Para Moura, a prisão em flagrante baseada em uma prova ilegal foi mais um ato da sucessão de erros da operação que estava há quatro meses na fase de investigação.

“No âmbito da dogmática penal estamos diante de uma interpretação extensiva de uma norma penal em branco (aberta) para restrição de direitos e garantias fundamentais, algo completamente vedado pelo ordenamento jurídico brasileiro. Já pelo olhar do direito processual penal, em alguns casos não estavam configuradas as condições para a ocorrência da prisão em flagrante, pois algumas mensagens tinham sido enviadas há tempos. Por fim, cabe destacar que as provas obtidas foram completamente eivadas de nulidade, pois sequer possuíam autorização judicial para realização de perícia nos smartphones, tornando a obtenção da prova completamente ilícita, gerando nulidade na prova constituída e em todas as outras decorrentes dela”, asseverou.

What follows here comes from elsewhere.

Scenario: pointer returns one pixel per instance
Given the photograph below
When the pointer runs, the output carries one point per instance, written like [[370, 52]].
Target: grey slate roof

A conduta dos agentes envolvidos no caso acende a discussão se caberia a aplicação da Lei de Abuso de Autoridade, sancionada em 2019. Entre os inúmeros artigos, o diploma legal estabelece diversos crimes para os agentes públicos no exercício da função ou a pretexto de exercê-las. Analisando o caso, Sampaio não vislumbra hipótese de enquadramento.

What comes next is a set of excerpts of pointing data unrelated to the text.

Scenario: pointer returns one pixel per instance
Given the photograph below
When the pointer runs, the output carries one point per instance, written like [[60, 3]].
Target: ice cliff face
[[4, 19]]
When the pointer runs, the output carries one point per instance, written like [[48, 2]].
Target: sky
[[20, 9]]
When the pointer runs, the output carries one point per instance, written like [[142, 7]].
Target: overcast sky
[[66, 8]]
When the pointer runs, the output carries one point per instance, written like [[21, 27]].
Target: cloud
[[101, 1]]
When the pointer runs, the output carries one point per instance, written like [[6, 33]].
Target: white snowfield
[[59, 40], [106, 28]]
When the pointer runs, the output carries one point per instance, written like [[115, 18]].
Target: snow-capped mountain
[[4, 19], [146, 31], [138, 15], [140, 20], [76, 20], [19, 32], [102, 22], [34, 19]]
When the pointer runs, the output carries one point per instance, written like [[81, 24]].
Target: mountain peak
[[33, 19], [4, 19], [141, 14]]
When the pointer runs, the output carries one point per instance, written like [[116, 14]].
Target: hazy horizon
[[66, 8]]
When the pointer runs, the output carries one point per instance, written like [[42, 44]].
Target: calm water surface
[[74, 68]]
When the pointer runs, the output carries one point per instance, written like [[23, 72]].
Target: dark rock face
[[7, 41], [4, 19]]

“Parece-me que há dois tipos penais possivelmente aplicáveis ao caso, o do artigo 9º – ‘Decretar medida de privação da liberdade em manifesta desconformidade com as hipóteses legais’ e o do artigo 25 – ‘Proceder à obtenção de prova, em procedimento de investigação ou fiscalização, por meio manifestamente ilícito’, mas se analisarmos o elemento subjetivo vamos concluir que, para que sejam aplicáveis ao caso, deve haver prova de conhecimento do entendimento jurisprudencial acerca da ilicitude da prova obtida acessando o aplicativo WhatsApp sem autorização do titular do aparelho. Como se trata de entendimento jurisprudencial, ou seja, dos tribunais, e não de expressa proibição legal entendo ser também inadequada a aplicação da Lei ao caso”, opinou.

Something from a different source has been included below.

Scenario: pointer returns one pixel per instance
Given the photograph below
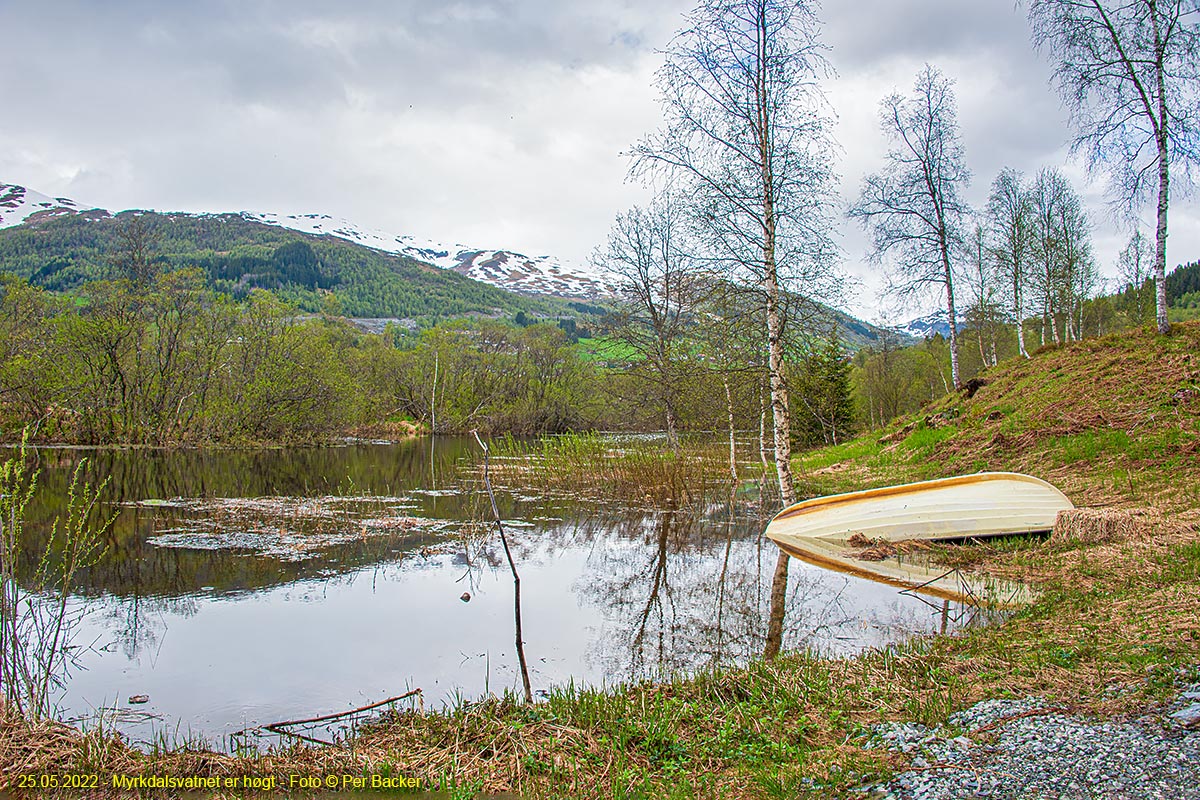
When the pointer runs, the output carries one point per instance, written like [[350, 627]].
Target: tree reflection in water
[[685, 589]]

Ao fim da audiência, ficou definido que o Ministério Público de Alagoas, através do setor de controle da atividade policial, seria notificado do termo da audiência de custódia a fim de expedir ofício à SMTT sobre as abordagens dos agentes, sobretudo daqui em diante.

Agora, após o plantão judiciário, o processo será redistribuído para uma das varas da justiça alagoana. A polícia concluirá o inquérito e o Ministério Público decidirá se oferece a denúncia, solicita novas diligências ao delegado ou faz o requerimento de arquivamento ao (à) magistrado (a).

O outro lado

Polícia Militar

A Mídia Caeté entrou em contato com a assessoria da Polícia Militar de Alagoas para obter respostas aos questionamentos da reportagem. Até o momento, não houve resposta.

SMTT

Por e-mail, a assessoria de imprensa da SMTT disse não ter recebido o ofício do Ministério Público. O órgão não se pronunciou sobre a eventual instauração de procedimento interno para apuração da conduta dos agentes.